At the start of recruitment into the INPULSIS trials in 2011, the SGRQ was considered the most suitable tool for use in this patient population. Subsequent data from clinical trials and patient registries support its utility in patients with IPF.5 22 23 Additional tools have been developed specifically for use in patients with ILD (eg, the King’s Brief Interstitial Lung Disease (K-BILD) questionnaire36) or IPF (eg, A Tool to Assess Quality of Life in IPF (ATAQ-IPF(-cA)) questionnaire37 38 and Living with IPF (L-IPF) questionnaire39). The SGRQ has also been adapted for use with patients with IPF, the SGRQ-I,19 but analyses are needed to determine its performance characteristics. It is encouraging that these and other instruments are in development.40 Future studies in patients with IPF should focus on evaluating these questionnaires and their measurement properties. Given its brevity, the K-BILD may be a particularly suitable instrument for use in clinical trials, where the need to collect comprehensive information needs to be balanced with the burden of filling out questionnaires. In such studies, the SGRQ may serve as a useful anchor and platform for development of more specific tools to collect patient-reported information.
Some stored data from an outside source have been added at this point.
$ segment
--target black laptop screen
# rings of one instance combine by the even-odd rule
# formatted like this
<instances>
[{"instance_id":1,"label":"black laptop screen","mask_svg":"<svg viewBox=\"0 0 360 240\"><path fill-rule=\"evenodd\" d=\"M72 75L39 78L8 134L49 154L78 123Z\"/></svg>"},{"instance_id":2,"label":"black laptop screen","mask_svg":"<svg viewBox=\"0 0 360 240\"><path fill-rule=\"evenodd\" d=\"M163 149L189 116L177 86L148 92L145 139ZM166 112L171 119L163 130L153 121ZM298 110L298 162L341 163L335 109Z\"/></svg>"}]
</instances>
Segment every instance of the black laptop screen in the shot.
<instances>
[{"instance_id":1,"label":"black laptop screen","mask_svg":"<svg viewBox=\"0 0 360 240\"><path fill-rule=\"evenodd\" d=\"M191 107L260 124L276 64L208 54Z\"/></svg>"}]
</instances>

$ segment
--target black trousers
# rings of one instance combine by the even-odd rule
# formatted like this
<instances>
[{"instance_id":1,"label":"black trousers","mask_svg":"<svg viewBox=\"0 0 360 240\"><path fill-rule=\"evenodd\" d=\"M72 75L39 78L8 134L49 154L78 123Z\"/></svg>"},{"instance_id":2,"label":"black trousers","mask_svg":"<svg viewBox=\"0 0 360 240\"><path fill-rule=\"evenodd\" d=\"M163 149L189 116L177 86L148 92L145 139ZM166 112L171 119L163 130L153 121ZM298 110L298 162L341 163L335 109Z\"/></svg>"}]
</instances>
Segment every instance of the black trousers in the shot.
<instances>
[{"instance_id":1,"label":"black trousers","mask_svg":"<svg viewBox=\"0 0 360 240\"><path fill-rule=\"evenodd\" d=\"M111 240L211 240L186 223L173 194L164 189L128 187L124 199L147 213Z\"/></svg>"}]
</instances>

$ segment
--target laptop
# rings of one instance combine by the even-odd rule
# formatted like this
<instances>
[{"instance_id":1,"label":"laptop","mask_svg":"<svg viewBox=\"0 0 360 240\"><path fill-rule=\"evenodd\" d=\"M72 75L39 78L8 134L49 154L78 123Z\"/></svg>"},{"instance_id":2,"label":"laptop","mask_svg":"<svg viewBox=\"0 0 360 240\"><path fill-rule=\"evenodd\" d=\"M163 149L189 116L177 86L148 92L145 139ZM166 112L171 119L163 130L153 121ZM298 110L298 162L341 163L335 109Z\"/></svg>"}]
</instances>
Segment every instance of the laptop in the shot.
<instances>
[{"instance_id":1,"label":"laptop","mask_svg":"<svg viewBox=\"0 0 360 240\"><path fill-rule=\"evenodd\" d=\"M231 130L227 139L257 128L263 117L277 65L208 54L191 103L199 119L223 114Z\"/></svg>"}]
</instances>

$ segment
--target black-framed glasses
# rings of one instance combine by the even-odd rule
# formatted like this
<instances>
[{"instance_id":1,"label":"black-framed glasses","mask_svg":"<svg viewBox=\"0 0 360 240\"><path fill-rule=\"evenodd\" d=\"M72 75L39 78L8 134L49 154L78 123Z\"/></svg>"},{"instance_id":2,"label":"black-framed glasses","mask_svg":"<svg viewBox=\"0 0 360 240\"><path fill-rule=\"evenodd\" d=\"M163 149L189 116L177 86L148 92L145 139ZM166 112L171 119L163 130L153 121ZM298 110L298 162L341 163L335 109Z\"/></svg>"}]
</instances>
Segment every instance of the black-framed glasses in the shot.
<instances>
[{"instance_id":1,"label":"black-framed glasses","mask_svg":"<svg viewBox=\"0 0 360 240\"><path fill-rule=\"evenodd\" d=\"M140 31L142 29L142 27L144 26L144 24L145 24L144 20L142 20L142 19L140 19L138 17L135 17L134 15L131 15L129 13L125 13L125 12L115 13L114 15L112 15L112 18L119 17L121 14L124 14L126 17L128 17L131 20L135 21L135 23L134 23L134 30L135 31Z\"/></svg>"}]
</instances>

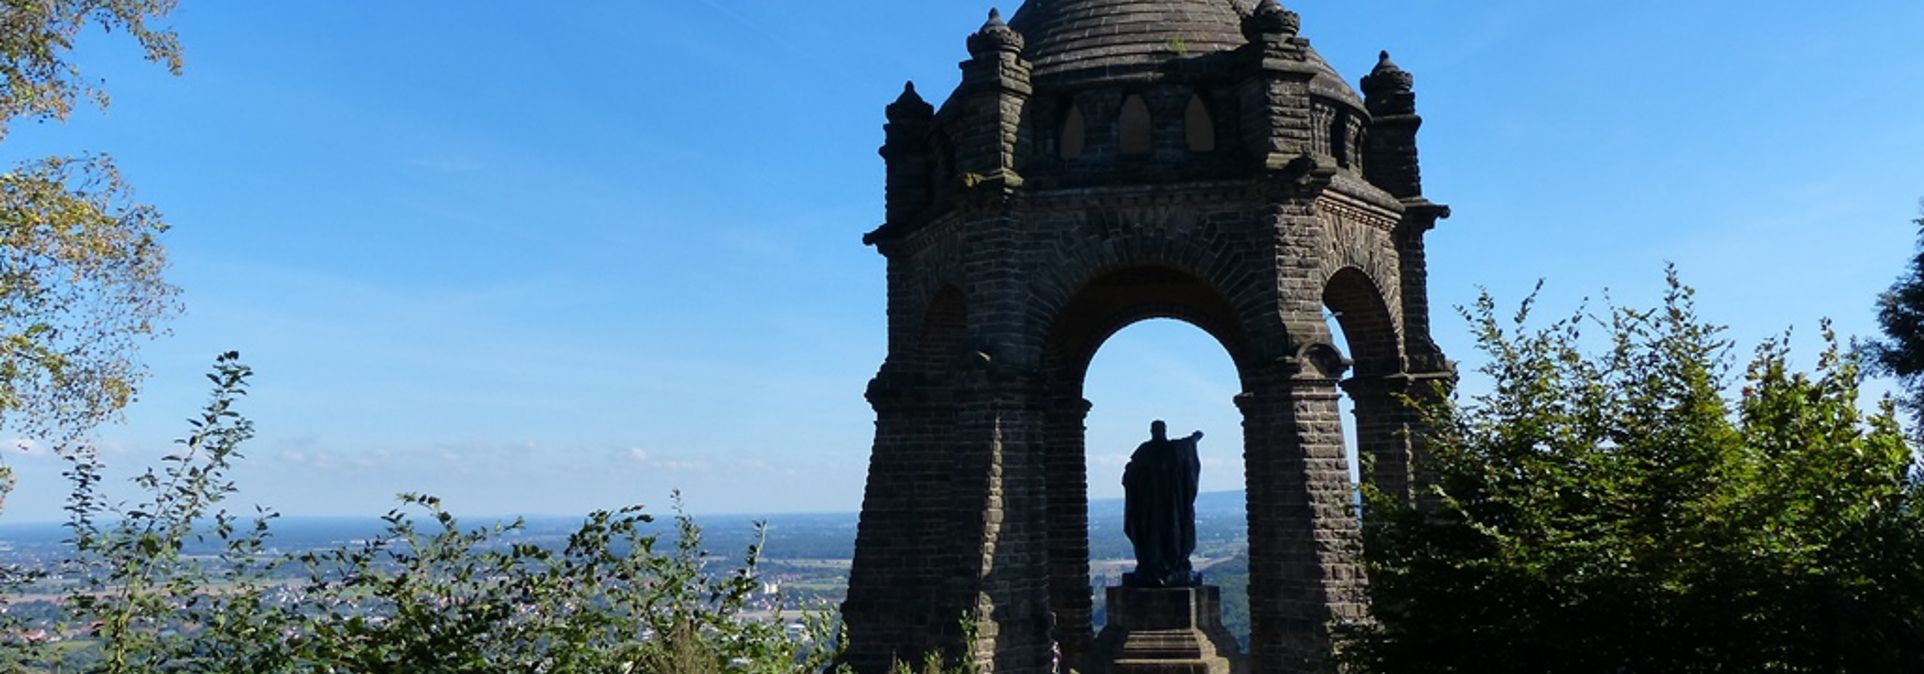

In conclusion, the psychometric properties of the SGRQ observed in the INPULSIS trials support the use of this instrument as a measure of HRQL in patients with IPF. Additional research is needed to test the threshold estimates for deterioration and improvement in SGRQ total score over 52 weeks and over shorter intervals, including qualitative interviews with patients and clinicians regarding what they consider a meaningful outcome of treatment.